Batch Processing Using Jupyter and Python
*****************************************
Some data management or metadata tasks can best be tackled by writing a script
to automate processes that are repetitive or repeated regularly.
Since the Metadata Wizard is built on, and ships with a fairly complete
Python stack, we allow advanced users to leverage this functionality using a Jupyter Notebook.
Prerequisites
-------------
Use of scripting, as described below, will require a basic knowledge of
the `Python programing language `_ as well as how to use
`Jupyter Notebooks `_.
There are many excellent resources for learning these powerful tools such as:
- `Software Carpentry `_
- `Code Academy `_
- `Google's Python Class `_
Launching Jupyter From the Metadata Wizard
------------------------------------------
A live instance of a Jupyter Notebook kernel can be launched directly from the Metadata
Wizard application by clicking **Launch Jupyter** in the Advanced menu.
.. figure:: ../img/JupyterLaunchMenu.png
:alt: Launch Jupyter Menu Item
Menu item to Launch Jupyter
|
The user will be then need to specify what directory would like to open Jupyter in. This
will be a project workspace or other folder containing the notebook files (.ipynb) they would like to run or edit.
The default directory contains example notebooks that are described below. Choose **Browse** to
to navigate to a specific project folder or specify one of the last 10 directories used from the dropdown box.
If you have Anaconda installed and have set up environments with specific packages installed,
you can choose one from the combobox below to use for this Jupyter session.
Click **Launch** to start Jupyter, which will appear momentarily in your default web browser.
.. figure:: ../img/JupyterBrowse.png
:alt: Launch Jupyter Browse
Prompt for choosing where to start the Notebook server and optionally which Anaconda env to use.
Example Notebooks
-----------------
The Metadata Wizard ships with a set of example Notebooks that are intended to
provide a demonstration of how one might use these capabilities.

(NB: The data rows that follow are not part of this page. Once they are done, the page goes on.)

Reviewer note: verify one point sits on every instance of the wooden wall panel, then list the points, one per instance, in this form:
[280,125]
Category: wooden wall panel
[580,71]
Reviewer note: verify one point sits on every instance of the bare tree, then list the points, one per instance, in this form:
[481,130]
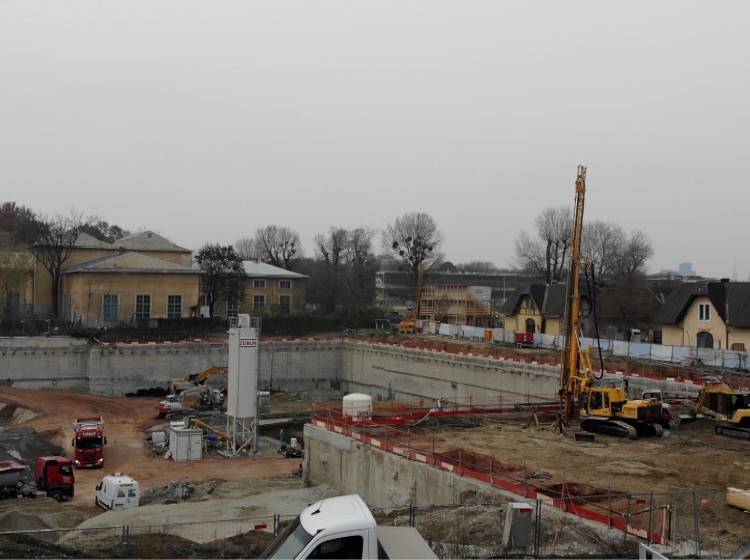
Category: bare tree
[331,247]
[346,264]
[245,247]
[414,238]
[56,240]
[636,252]
[360,277]
[546,254]
[277,245]
[222,274]
[603,245]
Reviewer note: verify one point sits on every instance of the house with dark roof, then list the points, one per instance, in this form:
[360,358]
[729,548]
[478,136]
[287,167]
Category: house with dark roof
[536,308]
[707,314]
[136,279]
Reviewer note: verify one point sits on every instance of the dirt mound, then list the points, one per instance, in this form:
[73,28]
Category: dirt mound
[178,491]
[247,545]
[26,444]
[18,521]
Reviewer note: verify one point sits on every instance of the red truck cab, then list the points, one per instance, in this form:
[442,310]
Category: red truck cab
[89,442]
[55,476]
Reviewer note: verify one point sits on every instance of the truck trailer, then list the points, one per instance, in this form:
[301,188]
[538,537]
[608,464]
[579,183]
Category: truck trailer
[89,442]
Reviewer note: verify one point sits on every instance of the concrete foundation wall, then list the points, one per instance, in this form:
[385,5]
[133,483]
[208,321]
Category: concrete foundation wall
[116,370]
[402,372]
[347,366]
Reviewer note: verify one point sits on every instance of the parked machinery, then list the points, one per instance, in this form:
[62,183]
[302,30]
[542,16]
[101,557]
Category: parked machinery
[601,406]
[89,441]
[729,407]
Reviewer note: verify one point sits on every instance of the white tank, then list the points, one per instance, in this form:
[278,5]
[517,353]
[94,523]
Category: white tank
[242,379]
[357,405]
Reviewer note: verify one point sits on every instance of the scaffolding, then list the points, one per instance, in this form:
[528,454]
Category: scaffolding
[457,304]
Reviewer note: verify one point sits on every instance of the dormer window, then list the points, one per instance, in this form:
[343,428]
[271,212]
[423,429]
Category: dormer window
[704,311]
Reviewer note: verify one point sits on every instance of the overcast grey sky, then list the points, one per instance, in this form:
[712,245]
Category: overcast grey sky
[205,120]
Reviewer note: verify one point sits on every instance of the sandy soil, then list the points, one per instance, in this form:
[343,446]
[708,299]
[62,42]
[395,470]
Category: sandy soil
[126,420]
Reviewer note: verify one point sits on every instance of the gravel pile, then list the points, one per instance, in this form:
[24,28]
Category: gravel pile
[25,445]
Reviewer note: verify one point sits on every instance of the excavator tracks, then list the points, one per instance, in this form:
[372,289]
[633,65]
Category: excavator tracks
[609,427]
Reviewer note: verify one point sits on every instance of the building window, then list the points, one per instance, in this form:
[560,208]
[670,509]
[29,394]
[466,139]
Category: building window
[233,307]
[142,307]
[174,307]
[704,311]
[285,304]
[111,307]
[13,301]
[704,340]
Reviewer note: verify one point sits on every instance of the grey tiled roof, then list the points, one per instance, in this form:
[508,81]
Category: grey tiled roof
[727,297]
[130,262]
[148,241]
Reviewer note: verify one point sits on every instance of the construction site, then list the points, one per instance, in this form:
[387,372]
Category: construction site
[211,448]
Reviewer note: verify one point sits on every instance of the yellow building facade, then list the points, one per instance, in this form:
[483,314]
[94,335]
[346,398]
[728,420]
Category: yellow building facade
[139,278]
[270,290]
[707,315]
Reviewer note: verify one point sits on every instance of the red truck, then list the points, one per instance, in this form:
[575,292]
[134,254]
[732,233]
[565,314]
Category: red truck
[89,442]
[55,476]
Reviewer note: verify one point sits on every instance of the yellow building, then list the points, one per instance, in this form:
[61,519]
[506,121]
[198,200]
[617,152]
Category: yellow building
[130,288]
[707,315]
[270,290]
[16,284]
[136,279]
[538,308]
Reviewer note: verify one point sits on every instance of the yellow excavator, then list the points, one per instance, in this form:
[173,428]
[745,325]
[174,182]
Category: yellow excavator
[599,406]
[729,407]
[410,324]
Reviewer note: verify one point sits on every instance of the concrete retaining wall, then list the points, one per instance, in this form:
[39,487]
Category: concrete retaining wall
[396,372]
[347,366]
[116,370]
[384,479]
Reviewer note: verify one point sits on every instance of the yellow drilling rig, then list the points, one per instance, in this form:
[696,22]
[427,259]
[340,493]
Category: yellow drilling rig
[600,406]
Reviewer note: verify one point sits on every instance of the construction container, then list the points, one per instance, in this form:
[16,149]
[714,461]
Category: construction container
[185,445]
[357,405]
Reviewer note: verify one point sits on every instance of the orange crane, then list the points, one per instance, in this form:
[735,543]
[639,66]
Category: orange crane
[601,407]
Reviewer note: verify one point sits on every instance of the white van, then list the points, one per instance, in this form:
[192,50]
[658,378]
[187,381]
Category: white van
[117,491]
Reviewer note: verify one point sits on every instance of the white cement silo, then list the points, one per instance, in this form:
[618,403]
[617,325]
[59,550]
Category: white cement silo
[242,378]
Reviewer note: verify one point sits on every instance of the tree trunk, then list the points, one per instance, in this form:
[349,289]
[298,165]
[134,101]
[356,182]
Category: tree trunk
[56,295]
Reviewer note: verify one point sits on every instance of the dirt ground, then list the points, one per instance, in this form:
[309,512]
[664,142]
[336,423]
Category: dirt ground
[690,457]
[126,420]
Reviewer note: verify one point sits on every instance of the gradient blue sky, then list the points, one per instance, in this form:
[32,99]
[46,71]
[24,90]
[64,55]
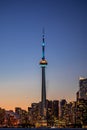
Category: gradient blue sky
[21,23]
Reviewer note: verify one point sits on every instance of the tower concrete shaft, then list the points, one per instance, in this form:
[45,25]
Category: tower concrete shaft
[43,64]
[43,98]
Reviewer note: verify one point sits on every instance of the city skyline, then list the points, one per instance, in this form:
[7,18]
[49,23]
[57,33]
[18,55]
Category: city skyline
[65,24]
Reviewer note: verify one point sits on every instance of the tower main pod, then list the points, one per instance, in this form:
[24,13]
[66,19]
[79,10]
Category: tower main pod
[43,64]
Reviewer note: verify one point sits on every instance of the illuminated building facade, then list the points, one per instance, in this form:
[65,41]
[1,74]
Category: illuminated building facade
[43,64]
[83,88]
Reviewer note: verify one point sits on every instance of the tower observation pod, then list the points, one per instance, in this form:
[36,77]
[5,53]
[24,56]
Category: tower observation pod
[43,64]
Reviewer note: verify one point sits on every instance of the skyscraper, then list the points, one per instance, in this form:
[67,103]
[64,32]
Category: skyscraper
[83,88]
[43,64]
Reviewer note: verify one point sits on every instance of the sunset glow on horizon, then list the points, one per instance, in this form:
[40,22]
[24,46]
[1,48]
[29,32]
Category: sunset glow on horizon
[21,23]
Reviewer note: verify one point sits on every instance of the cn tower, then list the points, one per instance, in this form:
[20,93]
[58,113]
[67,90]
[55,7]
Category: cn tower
[43,64]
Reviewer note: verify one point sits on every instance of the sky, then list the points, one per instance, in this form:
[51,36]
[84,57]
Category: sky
[21,24]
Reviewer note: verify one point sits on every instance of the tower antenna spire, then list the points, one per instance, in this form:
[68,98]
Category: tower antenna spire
[43,32]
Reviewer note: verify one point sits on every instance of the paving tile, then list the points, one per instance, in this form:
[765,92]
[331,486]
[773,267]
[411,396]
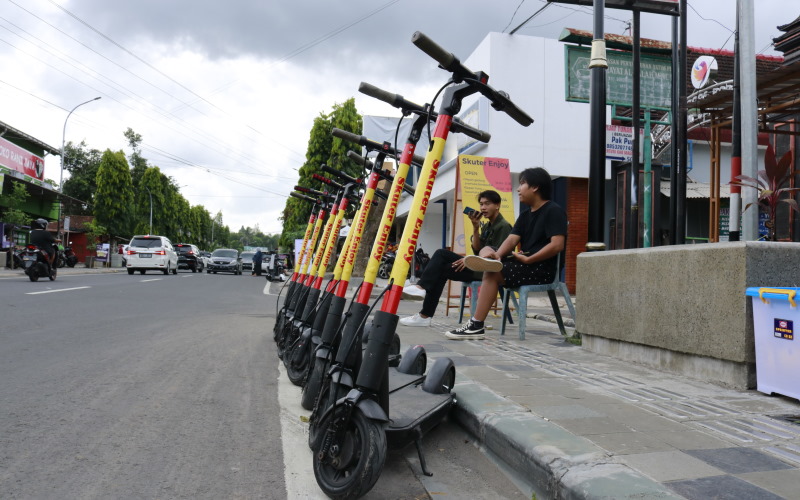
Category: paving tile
[541,400]
[785,483]
[670,465]
[588,427]
[567,412]
[627,443]
[689,439]
[721,488]
[739,460]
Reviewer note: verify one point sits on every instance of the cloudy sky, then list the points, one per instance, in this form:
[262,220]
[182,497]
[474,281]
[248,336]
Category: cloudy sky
[224,93]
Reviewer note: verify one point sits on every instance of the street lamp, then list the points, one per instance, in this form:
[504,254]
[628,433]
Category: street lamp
[61,176]
[151,210]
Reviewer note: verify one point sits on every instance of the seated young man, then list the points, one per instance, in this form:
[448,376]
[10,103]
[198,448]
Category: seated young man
[541,233]
[446,265]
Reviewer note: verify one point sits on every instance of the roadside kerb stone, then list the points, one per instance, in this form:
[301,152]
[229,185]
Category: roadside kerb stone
[566,467]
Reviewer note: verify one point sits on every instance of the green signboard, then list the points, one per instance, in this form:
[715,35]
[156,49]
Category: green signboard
[655,75]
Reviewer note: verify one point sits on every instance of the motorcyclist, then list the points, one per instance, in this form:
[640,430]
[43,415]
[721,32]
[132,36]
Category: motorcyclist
[43,239]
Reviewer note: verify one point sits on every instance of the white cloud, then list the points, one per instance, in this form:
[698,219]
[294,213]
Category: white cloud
[225,88]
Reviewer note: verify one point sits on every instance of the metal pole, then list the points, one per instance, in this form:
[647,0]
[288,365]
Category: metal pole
[675,160]
[151,210]
[597,123]
[735,206]
[747,74]
[61,175]
[680,195]
[633,234]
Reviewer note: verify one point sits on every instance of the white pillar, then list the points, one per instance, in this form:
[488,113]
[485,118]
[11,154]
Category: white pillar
[747,83]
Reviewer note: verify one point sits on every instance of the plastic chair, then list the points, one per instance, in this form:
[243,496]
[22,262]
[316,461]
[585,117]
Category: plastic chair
[473,287]
[550,288]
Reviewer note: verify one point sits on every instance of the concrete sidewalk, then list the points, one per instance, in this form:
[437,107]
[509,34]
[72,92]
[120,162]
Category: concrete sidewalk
[5,272]
[581,425]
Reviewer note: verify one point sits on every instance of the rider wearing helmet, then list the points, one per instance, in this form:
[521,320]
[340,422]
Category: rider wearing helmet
[42,238]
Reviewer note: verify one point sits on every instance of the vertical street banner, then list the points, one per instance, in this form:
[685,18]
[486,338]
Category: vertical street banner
[477,174]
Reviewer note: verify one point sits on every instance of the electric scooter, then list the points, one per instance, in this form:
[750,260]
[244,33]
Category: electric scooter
[355,432]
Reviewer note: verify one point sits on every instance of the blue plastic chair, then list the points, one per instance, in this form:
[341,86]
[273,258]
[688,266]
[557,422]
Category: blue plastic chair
[522,306]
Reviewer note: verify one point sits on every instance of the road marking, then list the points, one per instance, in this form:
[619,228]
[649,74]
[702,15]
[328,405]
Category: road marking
[59,290]
[298,472]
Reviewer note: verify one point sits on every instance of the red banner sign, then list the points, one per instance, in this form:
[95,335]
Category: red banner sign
[21,160]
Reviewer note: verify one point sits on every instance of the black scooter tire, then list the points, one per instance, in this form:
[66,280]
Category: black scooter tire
[360,454]
[313,385]
[441,378]
[297,361]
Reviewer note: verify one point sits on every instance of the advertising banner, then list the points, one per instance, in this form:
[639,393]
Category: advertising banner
[477,174]
[21,160]
[619,143]
[102,252]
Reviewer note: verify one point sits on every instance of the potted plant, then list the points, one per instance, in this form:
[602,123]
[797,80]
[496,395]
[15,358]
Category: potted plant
[772,185]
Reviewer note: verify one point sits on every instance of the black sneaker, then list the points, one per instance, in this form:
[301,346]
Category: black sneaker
[471,330]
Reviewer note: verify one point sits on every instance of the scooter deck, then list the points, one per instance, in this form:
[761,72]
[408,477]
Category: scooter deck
[410,409]
[399,380]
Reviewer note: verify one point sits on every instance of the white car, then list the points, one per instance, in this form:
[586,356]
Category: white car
[149,252]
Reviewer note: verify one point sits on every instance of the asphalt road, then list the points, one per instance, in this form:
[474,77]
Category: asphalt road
[117,386]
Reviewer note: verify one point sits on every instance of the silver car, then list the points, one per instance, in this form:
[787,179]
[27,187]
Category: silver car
[150,252]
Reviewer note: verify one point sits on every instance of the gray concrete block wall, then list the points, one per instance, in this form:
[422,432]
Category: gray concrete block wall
[687,299]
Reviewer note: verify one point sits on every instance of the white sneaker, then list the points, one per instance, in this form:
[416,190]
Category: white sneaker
[415,320]
[413,292]
[477,263]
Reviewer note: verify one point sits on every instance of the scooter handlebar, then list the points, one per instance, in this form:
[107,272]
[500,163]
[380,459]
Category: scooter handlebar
[449,62]
[398,101]
[445,59]
[302,197]
[327,181]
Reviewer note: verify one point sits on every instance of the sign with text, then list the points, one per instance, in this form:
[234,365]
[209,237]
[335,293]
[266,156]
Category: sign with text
[655,74]
[477,174]
[619,143]
[21,160]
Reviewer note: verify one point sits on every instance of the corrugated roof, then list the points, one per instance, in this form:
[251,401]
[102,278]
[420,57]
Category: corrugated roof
[699,190]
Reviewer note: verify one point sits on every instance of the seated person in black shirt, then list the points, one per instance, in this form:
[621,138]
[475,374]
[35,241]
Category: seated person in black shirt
[541,233]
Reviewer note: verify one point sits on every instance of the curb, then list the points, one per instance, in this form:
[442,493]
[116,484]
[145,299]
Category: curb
[558,463]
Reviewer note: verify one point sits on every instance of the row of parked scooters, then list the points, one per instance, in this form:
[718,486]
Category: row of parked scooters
[364,396]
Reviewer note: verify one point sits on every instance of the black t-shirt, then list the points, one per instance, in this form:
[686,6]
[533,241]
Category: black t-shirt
[43,239]
[536,228]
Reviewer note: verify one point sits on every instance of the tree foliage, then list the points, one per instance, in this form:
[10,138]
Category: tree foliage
[113,199]
[82,164]
[323,148]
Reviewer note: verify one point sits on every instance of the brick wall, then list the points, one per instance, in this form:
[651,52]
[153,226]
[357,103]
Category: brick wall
[578,233]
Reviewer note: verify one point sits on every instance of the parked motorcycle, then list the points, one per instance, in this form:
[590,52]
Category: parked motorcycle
[37,264]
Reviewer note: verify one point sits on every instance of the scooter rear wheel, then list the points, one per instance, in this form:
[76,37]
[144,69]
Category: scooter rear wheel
[297,361]
[353,461]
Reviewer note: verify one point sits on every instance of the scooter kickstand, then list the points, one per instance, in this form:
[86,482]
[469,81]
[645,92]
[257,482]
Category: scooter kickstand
[418,443]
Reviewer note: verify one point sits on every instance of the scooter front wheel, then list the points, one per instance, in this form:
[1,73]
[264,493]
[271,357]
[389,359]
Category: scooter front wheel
[349,461]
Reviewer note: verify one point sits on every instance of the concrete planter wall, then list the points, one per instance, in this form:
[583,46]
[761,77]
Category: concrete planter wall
[681,308]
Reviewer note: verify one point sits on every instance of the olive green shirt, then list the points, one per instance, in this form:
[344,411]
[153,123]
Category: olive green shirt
[493,235]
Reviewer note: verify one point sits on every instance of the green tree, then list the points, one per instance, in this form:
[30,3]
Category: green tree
[13,200]
[113,199]
[323,148]
[82,164]
[137,162]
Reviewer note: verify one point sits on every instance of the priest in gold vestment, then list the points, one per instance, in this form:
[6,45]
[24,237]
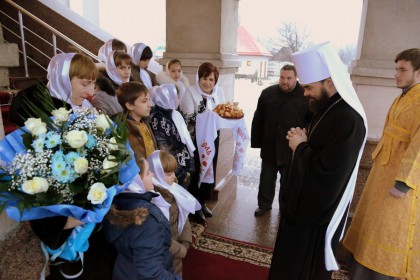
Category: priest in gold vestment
[384,236]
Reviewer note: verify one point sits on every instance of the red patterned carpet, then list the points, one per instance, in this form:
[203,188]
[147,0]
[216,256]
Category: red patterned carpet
[215,257]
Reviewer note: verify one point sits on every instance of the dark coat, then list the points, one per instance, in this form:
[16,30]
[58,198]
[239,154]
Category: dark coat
[319,172]
[50,231]
[167,136]
[276,113]
[142,236]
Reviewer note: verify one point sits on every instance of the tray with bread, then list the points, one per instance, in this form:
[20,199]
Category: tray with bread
[229,111]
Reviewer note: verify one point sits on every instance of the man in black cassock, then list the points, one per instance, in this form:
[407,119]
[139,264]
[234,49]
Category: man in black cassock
[322,175]
[279,107]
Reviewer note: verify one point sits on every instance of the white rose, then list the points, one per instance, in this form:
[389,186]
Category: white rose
[112,145]
[61,115]
[81,165]
[76,138]
[109,162]
[36,126]
[34,186]
[102,122]
[97,193]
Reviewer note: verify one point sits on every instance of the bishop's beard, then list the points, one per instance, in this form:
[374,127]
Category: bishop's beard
[317,106]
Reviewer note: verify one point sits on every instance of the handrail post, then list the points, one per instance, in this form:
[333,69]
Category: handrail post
[22,36]
[54,44]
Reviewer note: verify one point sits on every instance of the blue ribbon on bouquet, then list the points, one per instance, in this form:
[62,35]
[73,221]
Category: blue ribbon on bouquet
[13,144]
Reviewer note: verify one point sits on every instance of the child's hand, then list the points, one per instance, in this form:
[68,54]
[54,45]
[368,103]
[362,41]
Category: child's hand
[72,223]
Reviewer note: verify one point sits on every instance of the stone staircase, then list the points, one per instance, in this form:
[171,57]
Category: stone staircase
[9,57]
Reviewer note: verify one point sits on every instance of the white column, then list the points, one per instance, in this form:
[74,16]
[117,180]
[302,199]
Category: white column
[387,28]
[207,31]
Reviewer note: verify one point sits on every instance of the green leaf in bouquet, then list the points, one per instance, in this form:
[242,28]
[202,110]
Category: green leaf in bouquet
[2,206]
[119,130]
[110,179]
[27,140]
[77,187]
[43,107]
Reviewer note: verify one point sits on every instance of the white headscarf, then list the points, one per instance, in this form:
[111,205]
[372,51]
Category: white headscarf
[315,64]
[166,97]
[137,187]
[136,52]
[111,69]
[59,83]
[212,99]
[105,50]
[185,201]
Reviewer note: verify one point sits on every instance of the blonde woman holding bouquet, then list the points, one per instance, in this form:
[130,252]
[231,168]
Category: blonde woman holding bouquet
[198,98]
[71,79]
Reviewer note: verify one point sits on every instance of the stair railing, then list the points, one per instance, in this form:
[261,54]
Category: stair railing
[54,32]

Each is
self-documenting, in that it contains internal explanations of the code contained in
it's cells.
**pymdwizard scripting (Start Here).ipynb** -- Provides an introduction to
opening, searching, editing, saving, and validating FGDC metadata.
It uses the pymdwizard's core functionality and is probably where most users
will want to start.
**Report on all metadata in a directory.ipynb** -- Provides an example of how one might
generate a report on all the metadata contained in a directory including the FGDC schema
errors in each file.
**FGDC ITIS Taxonomy generation.ipynb** -- Provides an example of how to use the
core functionality to search the Integrated Taxonomic Information System (ITIS)
by scientific and common name and generate FGDC taxonomy sections using code.
**BatchUpdateAuthorsDatesEtc.ipynb** -- A use case for how the
above techniques were used to update a large batch of existing metadata records.
**MD_Propogation_and_SB_DataUpload.ipynb** -- A use case for how the above techniques were extended
to generate metadata for multiple datasets and move the associated
data and metadata up to an online repository (a data release on the USGS ScienceBase system).